First, we place the following script on both machines - which is akin to doing a git checkout of the target application’s repository. On the “application” workspace, it will be placed under /home/tango
:
import time
def greet(name):
print(f"Hello, {name}!")
def calculate_square(number):
return number ** 2
def main():
name="Alice"
while True:
greet(name)
result = calculate_square(5)
print(f"The square of 5 is {result}")
time.sleep(5)
if __name__ == "__main__":
main()
We can start it with a debugging session by doing:
$ pip install debugpy
$ python -m debugpy --listen 0.0.0.0:5678 --wait-for-client script.py
(waiting for client connection)
Now, on other the workspace where we run code-server, we can follow this guide to set up a launch file to create the remote debugging session. For that, we need to figure out our application’s IP (in this case, the other Coder workspace):
$ kubectl get pods -n coder -o wide | grep posorio-test
coder-pedroosorio-posorio-test-75cbf45ddf-zktnp 1/1 Running 0 15m 10.10.236.81 stfc-techops-production-cicd-md-0-2nwqg-hx58h <none> <none>
We can create the launch file under .vscode/launch.json
with:
{
"version": "0.2.0",
"configurations": [
{
"name": "Attach",
"type": "debugpy",
"request": "attach",
"connect": {
"host": "10.10.236.81",
"port": 5678
},
"pathMappings": [
{
"localRoot": "${workspaceFolder}",
"remoteRoot": "/home/tango"
}
]
}
]
}
Note that for breakpoints to work properly, we need to have all the required pathMappings in place.
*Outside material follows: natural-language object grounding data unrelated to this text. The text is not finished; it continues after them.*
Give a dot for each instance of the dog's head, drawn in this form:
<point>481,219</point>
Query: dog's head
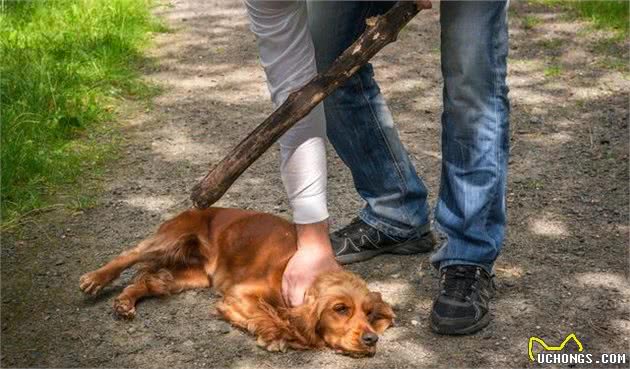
<point>345,315</point>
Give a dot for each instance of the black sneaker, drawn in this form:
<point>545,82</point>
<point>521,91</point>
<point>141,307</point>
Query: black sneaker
<point>462,307</point>
<point>359,242</point>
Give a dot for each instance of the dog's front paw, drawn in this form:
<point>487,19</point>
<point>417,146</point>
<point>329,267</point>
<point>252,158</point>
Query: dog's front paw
<point>272,346</point>
<point>92,282</point>
<point>124,308</point>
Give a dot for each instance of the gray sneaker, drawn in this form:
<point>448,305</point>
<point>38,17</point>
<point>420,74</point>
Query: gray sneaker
<point>359,242</point>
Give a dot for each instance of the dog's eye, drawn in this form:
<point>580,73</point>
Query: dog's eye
<point>340,309</point>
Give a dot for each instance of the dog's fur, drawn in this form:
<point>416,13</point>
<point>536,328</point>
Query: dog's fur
<point>243,254</point>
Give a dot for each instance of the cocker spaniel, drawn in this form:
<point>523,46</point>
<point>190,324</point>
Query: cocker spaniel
<point>243,254</point>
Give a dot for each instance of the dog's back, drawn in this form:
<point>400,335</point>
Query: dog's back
<point>236,246</point>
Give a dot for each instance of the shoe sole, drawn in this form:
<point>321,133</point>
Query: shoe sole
<point>424,244</point>
<point>450,331</point>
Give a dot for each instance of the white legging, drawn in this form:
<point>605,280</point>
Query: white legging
<point>288,57</point>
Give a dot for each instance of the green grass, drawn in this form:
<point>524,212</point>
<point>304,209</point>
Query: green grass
<point>553,70</point>
<point>65,65</point>
<point>611,14</point>
<point>530,22</point>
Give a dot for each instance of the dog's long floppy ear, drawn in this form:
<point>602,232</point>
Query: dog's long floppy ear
<point>382,315</point>
<point>305,320</point>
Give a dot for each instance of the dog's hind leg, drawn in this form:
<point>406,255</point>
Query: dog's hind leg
<point>162,250</point>
<point>92,282</point>
<point>161,282</point>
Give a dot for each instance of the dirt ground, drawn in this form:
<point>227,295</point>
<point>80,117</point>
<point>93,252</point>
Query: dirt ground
<point>564,268</point>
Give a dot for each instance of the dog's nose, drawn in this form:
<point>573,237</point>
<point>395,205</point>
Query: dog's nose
<point>369,338</point>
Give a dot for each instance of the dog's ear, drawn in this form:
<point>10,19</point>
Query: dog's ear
<point>382,315</point>
<point>305,320</point>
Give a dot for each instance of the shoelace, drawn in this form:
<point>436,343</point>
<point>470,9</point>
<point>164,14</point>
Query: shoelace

Once we attach using the “Attach” configuration, the program starts:

Coder VSCode attach debug
After a few runs, we can set a break-point and change the name we are greeting with:

Coder Breakpoint context change
We can see that this affects the session on both workspaces (as we would expect):

Coder remote context change
Although a simple example, it showcases what can be done to do really powerful debug sessions on actual applications deployed to a Kubernetes cluster.